José Steinsleger
Agonía del Superhombre

A fines del siglo XIX los antropólogos alemanes Klaastsch y Hartl aseguraron que las razas humanas descienden de distintos tipos de simios. Siguiendo de un modo muy personal la teoría darwiniana de la evolución de las especies intentaron demostrar que los blancos descienden del inteligente y creativo chimpancé; los amarillos del lento y torpe orangután; y los negros del inútil e inofensivo gorila. Sobra decir cuál de estos tipos expresaba mejor la raza alemana.
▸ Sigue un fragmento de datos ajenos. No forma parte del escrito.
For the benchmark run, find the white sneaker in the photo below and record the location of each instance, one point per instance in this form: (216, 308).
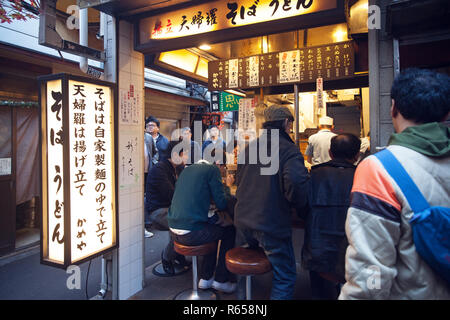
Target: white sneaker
(148, 234)
(205, 284)
(227, 287)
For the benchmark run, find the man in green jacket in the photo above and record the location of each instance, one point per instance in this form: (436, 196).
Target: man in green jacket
(381, 260)
(196, 187)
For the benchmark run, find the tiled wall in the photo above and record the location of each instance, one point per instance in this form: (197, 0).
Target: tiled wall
(131, 226)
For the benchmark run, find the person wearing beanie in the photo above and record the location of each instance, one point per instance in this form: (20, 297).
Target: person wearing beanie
(265, 201)
(319, 143)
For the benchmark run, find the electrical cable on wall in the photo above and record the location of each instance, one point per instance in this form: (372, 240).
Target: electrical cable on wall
(87, 278)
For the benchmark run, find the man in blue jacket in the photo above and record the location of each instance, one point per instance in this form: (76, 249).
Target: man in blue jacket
(152, 125)
(325, 242)
(198, 185)
(159, 189)
(265, 199)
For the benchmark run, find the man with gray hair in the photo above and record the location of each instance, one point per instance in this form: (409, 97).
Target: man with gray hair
(194, 151)
(265, 200)
(319, 143)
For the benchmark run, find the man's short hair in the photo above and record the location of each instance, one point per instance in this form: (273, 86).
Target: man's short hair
(345, 146)
(421, 95)
(185, 129)
(217, 154)
(152, 119)
(172, 145)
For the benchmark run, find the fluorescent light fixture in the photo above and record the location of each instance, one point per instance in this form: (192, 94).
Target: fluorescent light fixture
(238, 93)
(340, 35)
(205, 47)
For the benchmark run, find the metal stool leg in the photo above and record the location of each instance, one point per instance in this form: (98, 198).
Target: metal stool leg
(195, 294)
(194, 279)
(248, 287)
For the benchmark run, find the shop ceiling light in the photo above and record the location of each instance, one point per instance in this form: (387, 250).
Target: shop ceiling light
(78, 161)
(205, 47)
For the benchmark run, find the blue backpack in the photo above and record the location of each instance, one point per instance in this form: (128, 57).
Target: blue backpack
(430, 225)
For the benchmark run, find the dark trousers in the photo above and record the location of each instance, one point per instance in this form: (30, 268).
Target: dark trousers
(280, 254)
(323, 289)
(212, 264)
(159, 220)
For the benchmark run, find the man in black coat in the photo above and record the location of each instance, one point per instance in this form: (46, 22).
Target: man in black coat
(267, 190)
(159, 190)
(325, 242)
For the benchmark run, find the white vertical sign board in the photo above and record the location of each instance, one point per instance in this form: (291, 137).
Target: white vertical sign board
(319, 91)
(91, 142)
(55, 166)
(233, 73)
(254, 71)
(247, 118)
(289, 66)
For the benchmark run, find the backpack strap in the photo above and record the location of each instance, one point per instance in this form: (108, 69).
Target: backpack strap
(413, 195)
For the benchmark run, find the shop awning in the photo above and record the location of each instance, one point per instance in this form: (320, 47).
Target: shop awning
(407, 17)
(128, 10)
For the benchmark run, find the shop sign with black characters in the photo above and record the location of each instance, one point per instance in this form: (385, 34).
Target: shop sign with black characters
(78, 169)
(224, 101)
(220, 21)
(219, 15)
(330, 62)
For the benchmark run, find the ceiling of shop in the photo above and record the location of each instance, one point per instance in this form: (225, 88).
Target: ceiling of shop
(63, 7)
(128, 9)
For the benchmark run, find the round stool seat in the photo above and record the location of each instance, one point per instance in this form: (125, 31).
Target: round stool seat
(199, 250)
(246, 261)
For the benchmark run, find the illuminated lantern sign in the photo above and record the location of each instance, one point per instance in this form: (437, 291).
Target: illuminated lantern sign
(79, 219)
(213, 21)
(224, 101)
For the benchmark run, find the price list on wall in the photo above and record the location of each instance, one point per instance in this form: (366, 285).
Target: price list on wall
(330, 62)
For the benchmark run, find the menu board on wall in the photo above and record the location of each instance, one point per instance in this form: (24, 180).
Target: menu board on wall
(330, 62)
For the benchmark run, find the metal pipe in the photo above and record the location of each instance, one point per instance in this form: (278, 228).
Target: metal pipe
(296, 111)
(103, 284)
(83, 35)
(194, 279)
(248, 287)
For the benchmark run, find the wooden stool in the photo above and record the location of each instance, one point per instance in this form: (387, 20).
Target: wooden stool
(195, 251)
(247, 262)
(332, 277)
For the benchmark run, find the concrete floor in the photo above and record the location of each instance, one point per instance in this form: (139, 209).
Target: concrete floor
(166, 288)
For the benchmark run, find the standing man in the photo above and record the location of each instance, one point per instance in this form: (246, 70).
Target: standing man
(159, 192)
(381, 259)
(160, 142)
(264, 201)
(195, 153)
(149, 153)
(325, 243)
(319, 143)
(198, 185)
(214, 139)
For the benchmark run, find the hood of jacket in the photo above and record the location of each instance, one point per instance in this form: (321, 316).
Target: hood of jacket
(431, 139)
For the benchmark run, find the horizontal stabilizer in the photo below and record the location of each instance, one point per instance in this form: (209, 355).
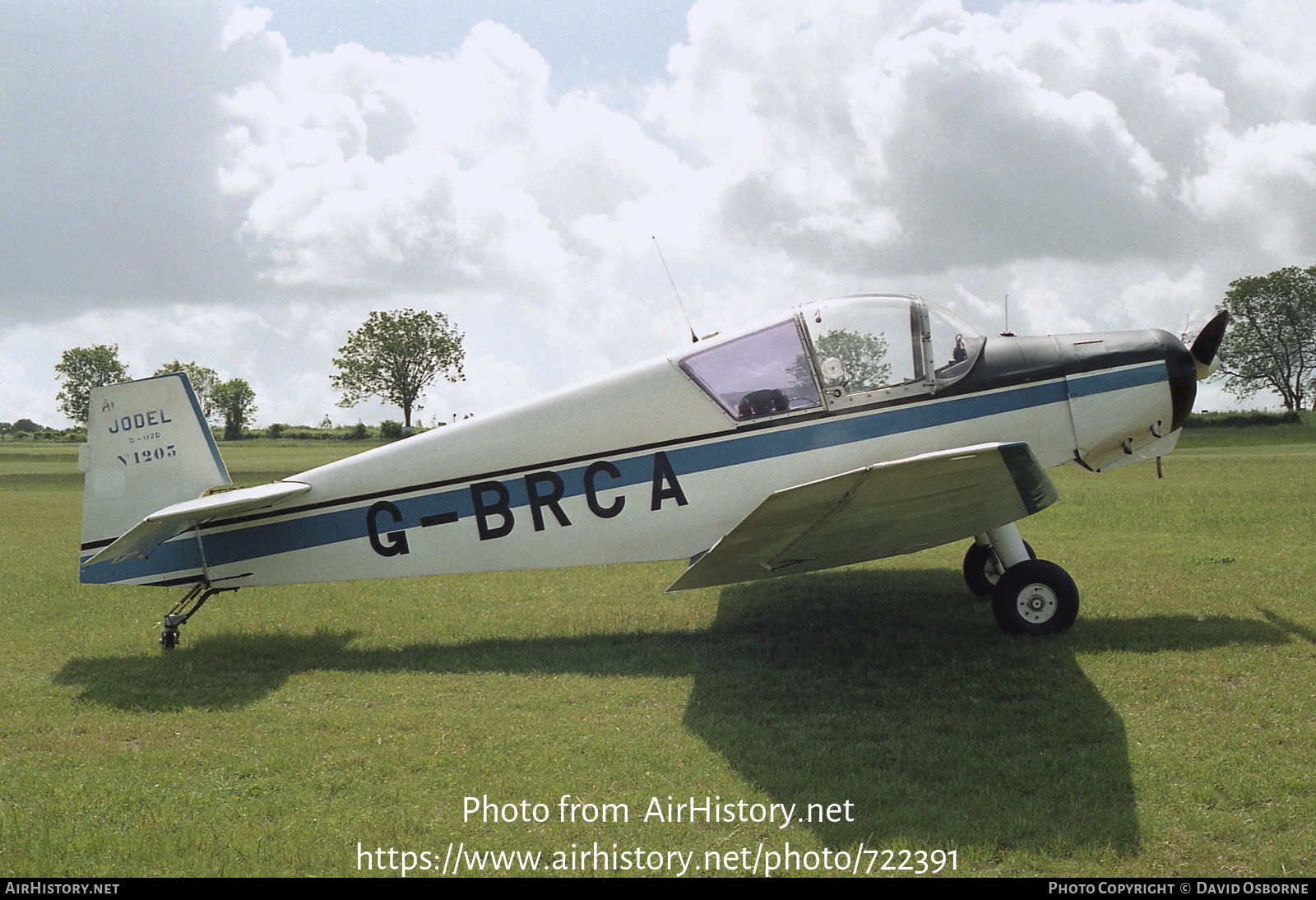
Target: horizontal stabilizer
(164, 524)
(879, 511)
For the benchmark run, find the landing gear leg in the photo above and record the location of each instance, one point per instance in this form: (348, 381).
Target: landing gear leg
(197, 595)
(1031, 596)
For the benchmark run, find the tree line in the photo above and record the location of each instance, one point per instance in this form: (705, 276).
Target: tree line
(394, 355)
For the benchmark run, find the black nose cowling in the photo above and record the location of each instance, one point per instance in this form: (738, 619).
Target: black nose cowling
(1188, 368)
(1184, 378)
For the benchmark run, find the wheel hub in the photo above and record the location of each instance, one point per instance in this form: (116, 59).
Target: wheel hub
(1037, 603)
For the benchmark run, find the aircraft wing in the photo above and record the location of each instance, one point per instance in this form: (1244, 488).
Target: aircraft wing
(164, 524)
(879, 511)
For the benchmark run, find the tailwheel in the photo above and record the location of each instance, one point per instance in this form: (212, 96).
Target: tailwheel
(197, 595)
(1035, 597)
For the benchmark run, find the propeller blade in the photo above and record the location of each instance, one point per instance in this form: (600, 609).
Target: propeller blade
(1208, 342)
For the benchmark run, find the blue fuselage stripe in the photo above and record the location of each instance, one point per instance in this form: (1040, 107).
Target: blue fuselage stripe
(348, 524)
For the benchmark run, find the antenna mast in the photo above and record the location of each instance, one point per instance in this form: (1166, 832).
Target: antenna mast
(682, 303)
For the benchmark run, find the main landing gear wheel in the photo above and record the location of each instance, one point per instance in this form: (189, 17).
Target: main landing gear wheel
(982, 570)
(1035, 597)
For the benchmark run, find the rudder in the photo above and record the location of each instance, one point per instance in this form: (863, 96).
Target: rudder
(148, 447)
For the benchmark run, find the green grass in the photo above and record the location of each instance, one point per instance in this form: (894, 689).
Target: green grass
(1169, 733)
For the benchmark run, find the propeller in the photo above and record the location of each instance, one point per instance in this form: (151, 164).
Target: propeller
(1208, 342)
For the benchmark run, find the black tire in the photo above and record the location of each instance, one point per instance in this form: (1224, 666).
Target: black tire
(980, 568)
(1035, 597)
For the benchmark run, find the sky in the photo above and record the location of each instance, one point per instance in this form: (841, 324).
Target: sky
(240, 184)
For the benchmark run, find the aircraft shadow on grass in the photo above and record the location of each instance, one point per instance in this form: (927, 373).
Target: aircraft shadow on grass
(874, 687)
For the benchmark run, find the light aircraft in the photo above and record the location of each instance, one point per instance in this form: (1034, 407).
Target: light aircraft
(850, 429)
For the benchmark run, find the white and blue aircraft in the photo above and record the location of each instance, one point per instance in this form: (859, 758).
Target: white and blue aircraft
(852, 429)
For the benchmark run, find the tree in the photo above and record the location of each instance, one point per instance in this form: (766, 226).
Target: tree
(864, 361)
(395, 355)
(203, 382)
(1272, 337)
(234, 401)
(85, 369)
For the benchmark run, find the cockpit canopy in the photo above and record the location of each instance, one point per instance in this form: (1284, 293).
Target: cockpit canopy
(836, 355)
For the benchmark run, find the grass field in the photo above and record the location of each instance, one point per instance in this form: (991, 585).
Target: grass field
(1171, 732)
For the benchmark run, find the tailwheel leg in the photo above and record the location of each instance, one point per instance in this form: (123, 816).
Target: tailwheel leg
(197, 596)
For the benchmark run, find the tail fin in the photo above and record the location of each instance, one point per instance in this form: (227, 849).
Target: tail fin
(148, 447)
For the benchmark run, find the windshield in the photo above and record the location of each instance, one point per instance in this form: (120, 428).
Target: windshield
(761, 374)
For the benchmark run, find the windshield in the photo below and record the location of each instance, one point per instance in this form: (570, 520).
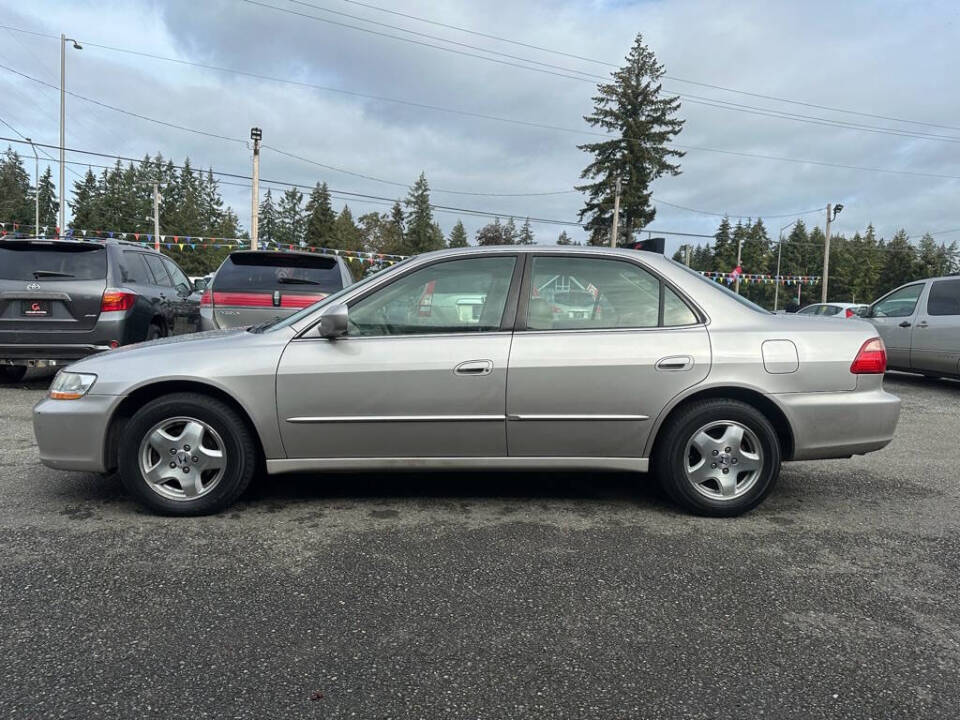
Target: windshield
(300, 315)
(724, 289)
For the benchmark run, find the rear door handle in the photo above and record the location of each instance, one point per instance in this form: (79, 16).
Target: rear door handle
(675, 363)
(474, 367)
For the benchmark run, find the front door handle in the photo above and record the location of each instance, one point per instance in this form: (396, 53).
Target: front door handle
(474, 367)
(675, 363)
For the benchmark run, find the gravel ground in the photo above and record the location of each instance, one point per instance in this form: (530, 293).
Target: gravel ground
(489, 595)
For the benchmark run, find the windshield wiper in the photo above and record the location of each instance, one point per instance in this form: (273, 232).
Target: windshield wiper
(50, 273)
(297, 281)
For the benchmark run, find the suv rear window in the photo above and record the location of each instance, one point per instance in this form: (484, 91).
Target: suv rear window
(54, 261)
(244, 272)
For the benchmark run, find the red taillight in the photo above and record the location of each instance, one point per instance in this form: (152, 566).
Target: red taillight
(871, 360)
(117, 300)
(300, 301)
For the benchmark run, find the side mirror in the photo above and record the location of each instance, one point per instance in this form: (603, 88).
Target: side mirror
(333, 322)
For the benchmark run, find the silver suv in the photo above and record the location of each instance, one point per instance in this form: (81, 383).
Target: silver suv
(920, 325)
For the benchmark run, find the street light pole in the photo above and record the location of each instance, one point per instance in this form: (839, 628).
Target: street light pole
(616, 215)
(826, 251)
(63, 97)
(36, 192)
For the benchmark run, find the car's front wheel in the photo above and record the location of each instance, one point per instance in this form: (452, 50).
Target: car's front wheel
(187, 454)
(12, 373)
(718, 457)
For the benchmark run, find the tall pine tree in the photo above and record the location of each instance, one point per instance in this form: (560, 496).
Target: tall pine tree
(634, 108)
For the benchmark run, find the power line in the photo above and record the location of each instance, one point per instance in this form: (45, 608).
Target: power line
(668, 77)
(587, 77)
(484, 116)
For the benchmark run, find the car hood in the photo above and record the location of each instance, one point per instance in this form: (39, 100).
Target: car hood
(218, 357)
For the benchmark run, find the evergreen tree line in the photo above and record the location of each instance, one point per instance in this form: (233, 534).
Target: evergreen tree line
(862, 267)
Simultáneamente, el filósofo Federico Nietzsche anunciaba que el siglo XX sería el de la ``muerte de Dios'' y el advenimiento del hombre a sí mismo superado por la fuerza de la voluntad: el ``Superhombre''.

Curiosamente, la primera versión del superhombre fue Tarzán, rey de los monos. La novela de Edgar Rice Burroughs se publicó en el año en que empezó la primera guerra mundial y la supremacía fue incapaz de evitar la carnicería orientada a disputar los territorios del mundo colonial (1914).

No satisfecho con el desangre, Europa dibujó una sonrisa irónica cuando años más tarde apareció la segunda versión del superhombre. En los cafetines de Viena y Praga, frecuentados por intelectuales y científicos que darían un golpe de timón a todas las ciencias de la humanidad, un hombrecito de origen austriaco que había prestado servicios de cabo en el Ejército alemán ensayaba sus primeras arengas antisemitas, convencido de la existencia de una raza superior.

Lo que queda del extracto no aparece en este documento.